Au commandement de la XIII° légion,Jules César traverse le Rubicon le 11 janvier de l'an 49 avant J-C.

Petit fleuve côtier d'Italie centrale qui se jette dans l'Adriatique, le Rubicon sépare la Gaule cisalpine, une province romaine ordinaire, du territoire administré en direct par les magistrats romains (la ville de Rome et la péninsule italienne).

Pourtant le Sénat Romain interdisait formellement à tout général en arme de franchir cette frontière sans son autorisation expresse du Sénat.
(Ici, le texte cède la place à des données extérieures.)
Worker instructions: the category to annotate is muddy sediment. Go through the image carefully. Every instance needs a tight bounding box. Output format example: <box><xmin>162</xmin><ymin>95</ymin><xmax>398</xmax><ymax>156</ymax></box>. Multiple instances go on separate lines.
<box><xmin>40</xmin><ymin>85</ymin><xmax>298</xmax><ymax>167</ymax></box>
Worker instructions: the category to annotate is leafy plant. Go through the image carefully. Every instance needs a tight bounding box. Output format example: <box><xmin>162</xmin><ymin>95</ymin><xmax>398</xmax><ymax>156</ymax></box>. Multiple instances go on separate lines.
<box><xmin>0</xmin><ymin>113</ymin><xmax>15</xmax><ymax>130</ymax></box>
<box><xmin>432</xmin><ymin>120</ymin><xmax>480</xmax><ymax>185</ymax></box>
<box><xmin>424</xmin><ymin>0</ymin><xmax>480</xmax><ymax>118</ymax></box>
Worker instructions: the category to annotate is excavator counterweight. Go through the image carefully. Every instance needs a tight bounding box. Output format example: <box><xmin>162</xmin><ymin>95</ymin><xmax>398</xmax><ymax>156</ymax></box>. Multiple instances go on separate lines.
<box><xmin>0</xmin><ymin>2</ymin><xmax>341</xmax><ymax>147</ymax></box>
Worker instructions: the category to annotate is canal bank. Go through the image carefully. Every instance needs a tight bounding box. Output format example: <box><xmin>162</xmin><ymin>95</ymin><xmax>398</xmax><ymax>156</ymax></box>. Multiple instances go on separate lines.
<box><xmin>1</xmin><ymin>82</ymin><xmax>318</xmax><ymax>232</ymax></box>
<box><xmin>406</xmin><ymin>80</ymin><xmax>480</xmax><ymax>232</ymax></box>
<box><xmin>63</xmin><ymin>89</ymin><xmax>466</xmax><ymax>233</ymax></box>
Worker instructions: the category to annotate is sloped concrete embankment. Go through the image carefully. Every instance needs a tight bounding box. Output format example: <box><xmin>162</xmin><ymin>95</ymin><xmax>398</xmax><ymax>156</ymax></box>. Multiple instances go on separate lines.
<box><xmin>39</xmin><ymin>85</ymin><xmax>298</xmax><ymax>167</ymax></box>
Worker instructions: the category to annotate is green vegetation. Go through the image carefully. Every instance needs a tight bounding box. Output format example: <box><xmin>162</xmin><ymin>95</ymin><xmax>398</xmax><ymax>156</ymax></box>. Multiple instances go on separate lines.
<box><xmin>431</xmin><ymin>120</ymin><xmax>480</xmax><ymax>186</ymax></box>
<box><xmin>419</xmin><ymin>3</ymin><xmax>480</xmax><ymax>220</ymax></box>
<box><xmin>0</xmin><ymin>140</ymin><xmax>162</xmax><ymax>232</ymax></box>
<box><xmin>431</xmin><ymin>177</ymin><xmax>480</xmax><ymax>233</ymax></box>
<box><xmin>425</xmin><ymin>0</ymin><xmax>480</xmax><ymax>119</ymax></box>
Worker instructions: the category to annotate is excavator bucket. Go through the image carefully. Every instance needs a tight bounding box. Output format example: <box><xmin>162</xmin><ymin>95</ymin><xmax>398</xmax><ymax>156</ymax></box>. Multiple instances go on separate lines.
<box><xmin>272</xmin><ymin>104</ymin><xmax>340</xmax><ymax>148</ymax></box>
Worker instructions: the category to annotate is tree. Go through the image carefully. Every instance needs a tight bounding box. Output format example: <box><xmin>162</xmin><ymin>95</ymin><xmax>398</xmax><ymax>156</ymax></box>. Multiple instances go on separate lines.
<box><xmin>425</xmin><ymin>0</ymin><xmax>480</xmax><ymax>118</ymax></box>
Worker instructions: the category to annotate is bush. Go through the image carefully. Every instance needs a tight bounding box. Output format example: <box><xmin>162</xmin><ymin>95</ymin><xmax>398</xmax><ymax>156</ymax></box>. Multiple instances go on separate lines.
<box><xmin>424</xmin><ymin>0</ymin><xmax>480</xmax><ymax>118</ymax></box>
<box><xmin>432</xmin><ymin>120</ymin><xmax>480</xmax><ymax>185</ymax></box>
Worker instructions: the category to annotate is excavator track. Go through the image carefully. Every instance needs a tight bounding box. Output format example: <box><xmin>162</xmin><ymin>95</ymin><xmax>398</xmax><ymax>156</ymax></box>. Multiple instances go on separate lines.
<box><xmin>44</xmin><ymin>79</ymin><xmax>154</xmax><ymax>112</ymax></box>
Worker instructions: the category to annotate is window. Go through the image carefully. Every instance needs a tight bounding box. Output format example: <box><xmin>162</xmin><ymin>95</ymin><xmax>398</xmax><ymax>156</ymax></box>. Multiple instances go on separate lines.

En transgressant cet ordre, Jules César viole la loi de Rome et déclare la guerre au Sénat. Au moment de traverser le Rubicon, il s'exclame : « Anerrifthô Kubos » qui sera traduit en latin populaire par « Alea jacta est », (le sort en est jeté). Désormais, plus rien ne peut arrêter Jules César : il entrera dans Rome, évincera Pompée et, au terme d'une longue guerre civile, soumettra l'ensemble de l'Empire romain en devenant dictateur à vie.

 

Cet épisode de l’Histoire a donné naissance à l’expression « franchir le Rubicon », évoquant une personne qui se lance tête baissée dans une entreprise risquée, à l’issue incertaine.